Earlier, in September, the government stopped regulating the price of octane-92/95 petrol while retaining controls over the prices of octane-80 petrol and diesel fuel. By regulating fuel prices the government tried to reign in inflation as transport costs are believed to account for nearly half of the costs of goods and services produced in the country.

But the government’s regulations of petrol prices had occasionally led to shortages of petrol as the country relies on imports from Russia for about a third of its consumption. This dependence made the Russian imports unprofitable when the wholesale price of petrol increased in Russia along with the price of oil. The price-setting also meant that the country’s national oil and gas company KazMunayGas had to supply oil to local refineries at reduced prices: the producer is now expected to sell oil at KZT17,100 per tonne ($7.9 per barrel) to the Atyrau refinery and KZT28,802 per tonne ($13.3 per barrel) to the Pavlodar refinery.

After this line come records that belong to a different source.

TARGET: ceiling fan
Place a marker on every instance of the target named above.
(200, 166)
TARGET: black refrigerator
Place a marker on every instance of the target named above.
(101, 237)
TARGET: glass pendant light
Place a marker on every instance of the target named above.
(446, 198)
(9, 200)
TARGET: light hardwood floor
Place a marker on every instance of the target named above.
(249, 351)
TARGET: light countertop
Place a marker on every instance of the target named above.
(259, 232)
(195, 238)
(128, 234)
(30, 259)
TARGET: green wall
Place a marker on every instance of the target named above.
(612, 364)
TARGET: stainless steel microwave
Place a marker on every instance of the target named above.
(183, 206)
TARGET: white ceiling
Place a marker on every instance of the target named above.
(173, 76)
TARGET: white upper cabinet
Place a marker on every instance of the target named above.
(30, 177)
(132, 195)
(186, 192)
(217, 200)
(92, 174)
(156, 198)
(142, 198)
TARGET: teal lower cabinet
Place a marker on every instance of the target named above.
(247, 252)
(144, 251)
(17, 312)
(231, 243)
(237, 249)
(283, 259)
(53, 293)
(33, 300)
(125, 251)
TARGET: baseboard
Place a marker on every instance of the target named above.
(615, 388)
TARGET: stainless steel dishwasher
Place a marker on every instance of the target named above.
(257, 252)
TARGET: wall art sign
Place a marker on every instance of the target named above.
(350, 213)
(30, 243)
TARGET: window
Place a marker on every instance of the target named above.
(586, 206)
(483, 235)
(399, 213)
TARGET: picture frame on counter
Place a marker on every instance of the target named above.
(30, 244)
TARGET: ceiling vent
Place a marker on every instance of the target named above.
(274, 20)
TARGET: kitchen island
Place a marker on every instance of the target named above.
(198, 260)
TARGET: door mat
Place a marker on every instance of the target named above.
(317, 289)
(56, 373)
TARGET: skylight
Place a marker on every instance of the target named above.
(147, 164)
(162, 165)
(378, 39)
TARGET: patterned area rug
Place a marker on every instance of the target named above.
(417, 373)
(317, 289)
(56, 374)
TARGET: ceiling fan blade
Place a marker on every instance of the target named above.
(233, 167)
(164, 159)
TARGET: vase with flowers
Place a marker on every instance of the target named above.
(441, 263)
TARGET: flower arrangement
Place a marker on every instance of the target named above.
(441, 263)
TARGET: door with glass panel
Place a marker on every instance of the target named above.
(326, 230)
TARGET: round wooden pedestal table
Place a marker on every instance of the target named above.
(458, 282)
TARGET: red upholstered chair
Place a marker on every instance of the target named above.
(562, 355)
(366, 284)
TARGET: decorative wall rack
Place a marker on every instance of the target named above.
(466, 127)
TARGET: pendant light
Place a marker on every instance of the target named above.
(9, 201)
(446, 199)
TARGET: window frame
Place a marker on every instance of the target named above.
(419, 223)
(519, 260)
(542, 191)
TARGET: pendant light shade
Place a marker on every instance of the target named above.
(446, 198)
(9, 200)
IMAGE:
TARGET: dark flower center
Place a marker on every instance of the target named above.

The government has resorted to the price deregulations after low oil and other commodity prices forced President Nazarbayev to admit that the country was experiencing a “real” crisis that was worse than the 2008-2009 global economic crisis. It has cut non-essential government spending and allowed the national currency, the tenge, to float freely in August. Since then the tenge has devalued by about 65%, accelerating inflation and pushing consumer prices up.

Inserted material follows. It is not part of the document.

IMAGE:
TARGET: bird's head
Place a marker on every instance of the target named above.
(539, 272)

However, the abandonment of price controls doesn’t mean that the government will completely leave prices to the mercy of the market, explains Zhanna Sisembayeva, spokeswoman for the Kazakh Committee for the Regulation of Natural Monopolies and Protection of Competition. “The state regulation of prices in regulated markets will be replaced with instruments of anti-monopoly response and this will help form price competition and allow new players to enter the market,” she tells bne IntelliNews.

As part of the move to deregulation, the country amended legislation this year to increase the committee’s role as an anti-monopoly agency and granted it powers over entities with state involvement of 50% and over.

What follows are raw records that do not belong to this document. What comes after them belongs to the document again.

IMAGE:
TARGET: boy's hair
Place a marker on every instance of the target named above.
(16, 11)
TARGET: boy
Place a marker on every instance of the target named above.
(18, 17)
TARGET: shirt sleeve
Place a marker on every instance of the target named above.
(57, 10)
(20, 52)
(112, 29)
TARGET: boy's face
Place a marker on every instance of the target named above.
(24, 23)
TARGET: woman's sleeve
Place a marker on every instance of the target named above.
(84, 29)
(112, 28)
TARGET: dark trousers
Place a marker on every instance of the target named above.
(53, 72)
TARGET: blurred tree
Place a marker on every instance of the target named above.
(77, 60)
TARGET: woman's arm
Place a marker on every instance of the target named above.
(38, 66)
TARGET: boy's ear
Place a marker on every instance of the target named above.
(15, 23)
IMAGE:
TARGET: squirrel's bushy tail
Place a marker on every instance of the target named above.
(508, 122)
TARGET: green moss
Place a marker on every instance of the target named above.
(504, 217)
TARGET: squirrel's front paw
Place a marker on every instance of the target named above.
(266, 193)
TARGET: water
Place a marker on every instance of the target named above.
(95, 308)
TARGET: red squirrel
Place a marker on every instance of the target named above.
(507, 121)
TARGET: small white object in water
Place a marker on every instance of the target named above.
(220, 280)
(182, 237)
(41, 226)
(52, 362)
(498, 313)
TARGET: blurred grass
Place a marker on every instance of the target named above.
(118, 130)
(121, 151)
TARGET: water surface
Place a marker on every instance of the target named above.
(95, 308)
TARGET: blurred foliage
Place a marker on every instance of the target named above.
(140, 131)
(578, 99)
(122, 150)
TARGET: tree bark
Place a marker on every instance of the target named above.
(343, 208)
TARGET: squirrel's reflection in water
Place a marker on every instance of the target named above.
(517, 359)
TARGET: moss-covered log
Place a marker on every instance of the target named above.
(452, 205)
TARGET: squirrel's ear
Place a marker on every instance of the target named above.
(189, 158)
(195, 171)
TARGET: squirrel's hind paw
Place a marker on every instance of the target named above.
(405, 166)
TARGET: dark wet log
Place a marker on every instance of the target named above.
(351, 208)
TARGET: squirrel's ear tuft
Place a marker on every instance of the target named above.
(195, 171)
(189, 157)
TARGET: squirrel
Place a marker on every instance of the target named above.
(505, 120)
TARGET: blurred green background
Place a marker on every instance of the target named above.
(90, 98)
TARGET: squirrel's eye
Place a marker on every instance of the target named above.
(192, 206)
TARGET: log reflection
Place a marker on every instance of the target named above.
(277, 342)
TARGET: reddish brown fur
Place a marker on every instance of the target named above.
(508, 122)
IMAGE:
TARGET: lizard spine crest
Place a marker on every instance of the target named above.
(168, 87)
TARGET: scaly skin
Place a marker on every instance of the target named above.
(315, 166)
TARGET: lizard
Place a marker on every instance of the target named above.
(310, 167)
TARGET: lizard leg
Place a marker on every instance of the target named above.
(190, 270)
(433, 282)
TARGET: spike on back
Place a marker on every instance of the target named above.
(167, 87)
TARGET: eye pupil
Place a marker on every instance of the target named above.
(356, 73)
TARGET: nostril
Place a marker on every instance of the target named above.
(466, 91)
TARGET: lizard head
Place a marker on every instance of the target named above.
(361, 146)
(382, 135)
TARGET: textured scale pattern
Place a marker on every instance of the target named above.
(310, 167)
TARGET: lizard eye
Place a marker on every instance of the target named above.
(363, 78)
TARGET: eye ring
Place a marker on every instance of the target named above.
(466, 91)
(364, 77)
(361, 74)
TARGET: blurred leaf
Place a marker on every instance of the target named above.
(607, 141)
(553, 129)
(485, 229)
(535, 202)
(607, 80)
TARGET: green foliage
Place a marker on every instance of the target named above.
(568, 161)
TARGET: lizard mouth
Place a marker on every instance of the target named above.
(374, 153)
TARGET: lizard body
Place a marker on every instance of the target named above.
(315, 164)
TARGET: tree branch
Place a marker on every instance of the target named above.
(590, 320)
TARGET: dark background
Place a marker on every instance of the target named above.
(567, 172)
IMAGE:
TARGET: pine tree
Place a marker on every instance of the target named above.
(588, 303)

The spokeswoman says that before this happens in 2017 her committee will watch the activities of entities with regulated prices and tariffs operating in the spheres of railways, electric power and heating, petroleum products, oil shipment, civil aviation, port activities, telecom and postal services. “In these spheres the activities of entities are regulated at the moment, which means their prices and tariffs have to be endorsed,” Sisembayeva explains. “The number of such entities is actually not that big.”

In 2016 the committee will monitor prices and tariffs in these sphere and in January 2017 the regulation of prices will also be abolished for these entities, the spokeswoman notes. “This means they will operate in a free, competitive market and their activities will be regulated only by the market.”

At the same time, the deregulation of prices doesn’t necessarily mean that “they will go up because the market and competition will regulate prices”, Sisembayeva concludes.

In order to back up her arguments, the spokeswoman cited the example of deregulation in the air transport sphere, which led to the entry of the fourth domestic carrier, Qazaq Air, in the market with one-way fares for as little as $30 on the busiest route between Almaty and Astana. This forced the flagship carrier Air Astana to offer $40 one way.